The specification is correct and we can provide the long-term tensile
strength with 1200N, hope you know that.
""
Maybe drop cable can go farther than I thought.
I guess I still don't understand why the Corning drop cable with a
pair of fiberglass rods down the side can handle 400N while the FS
drop cable with a pair of fiberglass rods down the side can handle
1200N. Is the strength member not the limiting factor? Is Corning
just being more conservative than FS?
If you hang the drop cable too far, what failure actually occurs?
On 10/25/2018 2:01 PM, Chuck McCown wrote:
That fiber glass central strength member is pretty strong.
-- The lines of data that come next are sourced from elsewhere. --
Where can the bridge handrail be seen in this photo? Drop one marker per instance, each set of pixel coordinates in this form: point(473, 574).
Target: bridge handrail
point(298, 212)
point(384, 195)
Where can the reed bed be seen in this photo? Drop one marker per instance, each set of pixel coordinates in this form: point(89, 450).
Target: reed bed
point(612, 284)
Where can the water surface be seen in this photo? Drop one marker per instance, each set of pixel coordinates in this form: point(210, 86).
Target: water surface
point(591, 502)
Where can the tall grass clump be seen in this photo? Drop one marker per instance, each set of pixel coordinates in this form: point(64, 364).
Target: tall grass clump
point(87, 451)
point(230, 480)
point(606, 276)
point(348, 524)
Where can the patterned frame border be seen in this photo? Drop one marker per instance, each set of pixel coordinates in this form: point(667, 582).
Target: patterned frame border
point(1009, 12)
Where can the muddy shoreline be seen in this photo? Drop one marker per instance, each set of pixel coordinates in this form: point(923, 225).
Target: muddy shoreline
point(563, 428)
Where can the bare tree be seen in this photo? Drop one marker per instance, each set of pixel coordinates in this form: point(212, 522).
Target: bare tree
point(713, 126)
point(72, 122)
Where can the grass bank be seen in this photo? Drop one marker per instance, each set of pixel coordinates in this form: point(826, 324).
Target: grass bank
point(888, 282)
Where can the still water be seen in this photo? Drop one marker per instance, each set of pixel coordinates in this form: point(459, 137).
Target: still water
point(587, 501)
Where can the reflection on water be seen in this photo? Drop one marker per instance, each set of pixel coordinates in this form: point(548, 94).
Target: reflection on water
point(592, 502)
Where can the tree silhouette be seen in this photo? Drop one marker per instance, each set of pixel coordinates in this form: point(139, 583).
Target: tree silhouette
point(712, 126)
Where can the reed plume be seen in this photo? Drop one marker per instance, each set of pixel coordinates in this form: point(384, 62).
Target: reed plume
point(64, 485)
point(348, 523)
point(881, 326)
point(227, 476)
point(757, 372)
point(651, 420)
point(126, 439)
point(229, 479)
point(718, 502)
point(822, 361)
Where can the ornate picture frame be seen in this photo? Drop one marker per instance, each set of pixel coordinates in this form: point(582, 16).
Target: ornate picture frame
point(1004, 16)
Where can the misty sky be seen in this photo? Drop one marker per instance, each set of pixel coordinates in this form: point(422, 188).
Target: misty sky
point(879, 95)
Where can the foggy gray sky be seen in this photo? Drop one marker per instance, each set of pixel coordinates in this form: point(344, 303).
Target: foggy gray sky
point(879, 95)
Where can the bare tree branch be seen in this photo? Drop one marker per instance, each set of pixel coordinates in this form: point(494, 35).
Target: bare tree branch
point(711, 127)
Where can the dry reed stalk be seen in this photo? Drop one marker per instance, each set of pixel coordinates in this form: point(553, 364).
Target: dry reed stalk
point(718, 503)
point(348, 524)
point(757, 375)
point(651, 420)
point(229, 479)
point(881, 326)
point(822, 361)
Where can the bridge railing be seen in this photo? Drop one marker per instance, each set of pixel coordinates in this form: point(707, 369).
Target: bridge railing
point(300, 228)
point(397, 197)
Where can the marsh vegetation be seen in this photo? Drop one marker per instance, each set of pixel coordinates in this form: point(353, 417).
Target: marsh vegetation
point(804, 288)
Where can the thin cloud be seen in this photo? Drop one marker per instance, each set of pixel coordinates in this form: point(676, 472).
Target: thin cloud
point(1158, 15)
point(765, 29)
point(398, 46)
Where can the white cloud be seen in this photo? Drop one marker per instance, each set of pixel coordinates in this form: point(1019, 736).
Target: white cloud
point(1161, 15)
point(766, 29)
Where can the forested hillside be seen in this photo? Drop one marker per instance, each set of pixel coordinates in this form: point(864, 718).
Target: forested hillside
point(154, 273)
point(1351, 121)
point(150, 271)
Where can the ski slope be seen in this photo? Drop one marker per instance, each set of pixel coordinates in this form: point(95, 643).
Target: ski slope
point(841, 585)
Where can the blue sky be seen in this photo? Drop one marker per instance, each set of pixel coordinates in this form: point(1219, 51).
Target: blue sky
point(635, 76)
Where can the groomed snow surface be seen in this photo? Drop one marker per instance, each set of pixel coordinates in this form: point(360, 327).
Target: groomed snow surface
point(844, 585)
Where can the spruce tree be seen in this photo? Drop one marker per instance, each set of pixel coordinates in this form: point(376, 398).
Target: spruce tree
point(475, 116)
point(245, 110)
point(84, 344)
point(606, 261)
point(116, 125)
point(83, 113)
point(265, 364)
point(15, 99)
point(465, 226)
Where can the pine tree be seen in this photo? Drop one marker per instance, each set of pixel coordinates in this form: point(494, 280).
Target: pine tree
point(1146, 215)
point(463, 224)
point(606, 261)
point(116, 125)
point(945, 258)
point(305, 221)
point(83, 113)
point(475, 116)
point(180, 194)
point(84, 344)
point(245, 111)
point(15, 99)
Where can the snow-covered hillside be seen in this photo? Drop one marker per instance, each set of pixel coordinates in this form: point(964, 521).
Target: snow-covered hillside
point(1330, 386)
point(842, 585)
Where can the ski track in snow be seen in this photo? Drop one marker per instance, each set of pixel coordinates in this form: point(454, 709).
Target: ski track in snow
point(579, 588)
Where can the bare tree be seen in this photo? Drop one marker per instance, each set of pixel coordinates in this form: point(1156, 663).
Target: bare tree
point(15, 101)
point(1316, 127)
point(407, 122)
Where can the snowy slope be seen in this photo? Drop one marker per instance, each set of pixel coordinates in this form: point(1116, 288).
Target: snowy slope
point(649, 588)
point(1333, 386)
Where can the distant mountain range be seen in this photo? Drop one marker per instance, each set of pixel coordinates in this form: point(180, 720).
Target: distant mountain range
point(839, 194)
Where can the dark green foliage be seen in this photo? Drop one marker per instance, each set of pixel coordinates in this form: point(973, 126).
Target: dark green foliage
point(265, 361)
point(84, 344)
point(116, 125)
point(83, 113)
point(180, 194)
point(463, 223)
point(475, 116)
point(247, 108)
I think
you could use it as a tow rope.
*From:* Chris Fabien
*Sent:* Thursday, October 25, 2018 11:34 AM
*To:* AnimalFarm Microwave Users Group
*Subject:* Re: [AFMUG] Drop cable tensile strength
My guess it will not be much different strength than corning drop.
FS does make some drop with steel wire reinforcement, I'm not sure if
that would be any better because of the higher weight.
On Thu, Oct 25, 2018, 12:48 PM Adam Moffett <[email protected]> wrote:
This cable at FS:
https://www.fs.com/index.php?main_page=product_info&products_id=31945
Their web page is saying long term tensile strength of 1200N.
Corning ST drop cable has a similar type of strength member and
they say
400N.
At 1200N it would appear that I could hang that cable 600 feet
with a 1%
sag and I'd still be within strength limits.
So is this a lie like the horsepower on a shop vac, or could they be
using some alternate but valid way of measuring tensile strength, or
could it actually be correct?
I sometimes pretend I'm an engineer, but I'm wondering if any of you
real engineers out there have any insight.